For an hour, we traveled across winding roads lined with trees and blueberry fields to get to Lubec, the easternmost town in the U.S., where West Quoddy is located. East Quoddy, in case you're wondering, is located not too far away just off Campobello Island, Canada, the famed summer home of Franklin Delano Roosevelt.
(The blueberry harvest here, by the way, has just ended. I capped it off with a hot muffin packed with deliciously sweet berries, slathered with butter and accompanied by a cup of black tea. Doesn't get any better.)
As we approached the state park Saturday, we noticed that the tide was extremely low; tides are so much more pronounced here than anywhere else in the country. Several locals had driven their trucks onto the flats and were digging for clams as we drove by. (More about clams in a later post.)

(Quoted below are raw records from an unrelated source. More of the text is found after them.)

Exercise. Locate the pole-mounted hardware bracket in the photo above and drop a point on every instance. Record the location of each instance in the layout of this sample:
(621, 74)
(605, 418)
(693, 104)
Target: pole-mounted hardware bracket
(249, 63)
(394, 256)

Getting out of the car as we arrived at West Quoddy's hiking trails was a shock. It was a different environment. It was 80 when we left Princeton, which is about 50 miles north, but the temperature on the coast was probably no more than 65 degrees. As a converted Floridian, I layered on every article of clothing I could find.
Though my extremities - namely my ears and hands - nearly froze off, the stroll beside rocky cliffs hundreds of feet above the shoreline and the hike over trails that led through an arctic bog were as breathtaking I can remember.
I'm sure some people would be bored with such an excursion. There's not much to do other than hike and, if you're warm-blooded, freeze your derriere off.
But we're a picture-taking bunch. The three of us each had a camera in our hands, so we were happy. The arctic bog was bursting with details - mushrooms (inset photo), leaves, meat-eating plants - that we couldn't stop shooting.
These are some photos of those details and of the scenes we captured while searching for them.
Fog, as you can see in the background, moved in, but the area wasn't shrouded enough for the keeper to turn on the horn.
The gnarly waves of the north Atlantic crash against the rocky beaches of Down East.
Single white rose.
The sun creates bluish crescents in the lens of my camera.
A stick in the mud. A symbol of my activities on vacation days when I wasn't going anywhere.
Unknown mushroom.
The lighting for these guys was terrific. I was surprised I was able to get a shot of these mushrooms without silhouetting them in front of that sunlight in the background.
Ribs of an unknown mushroom.
The holey cap of the previous mushroom.
Pristine.
Father photographing pristine.
These mushrooms were chewed by a squirrel, most likely.
This is the blossom of a pitcher plant, the carnivorous plant whose reservoir, shaped like a water pitcher, traps insects and dissolves them for nourishment.
Grass high atop a cliff, with the rocky coast below.
Bake apple, a common plant throughout the arctic bog through which a boardwalk led us.
Ferns are striking when combined with light and shadow.
Bunch berries are equally dashing when the sun's spotlight shines upon them.
A bumble bee lands on a bunch of wilting asters. Winter is on its way. The flowers and I can feel it. But I'm lucky: I'm heading back to Florida today.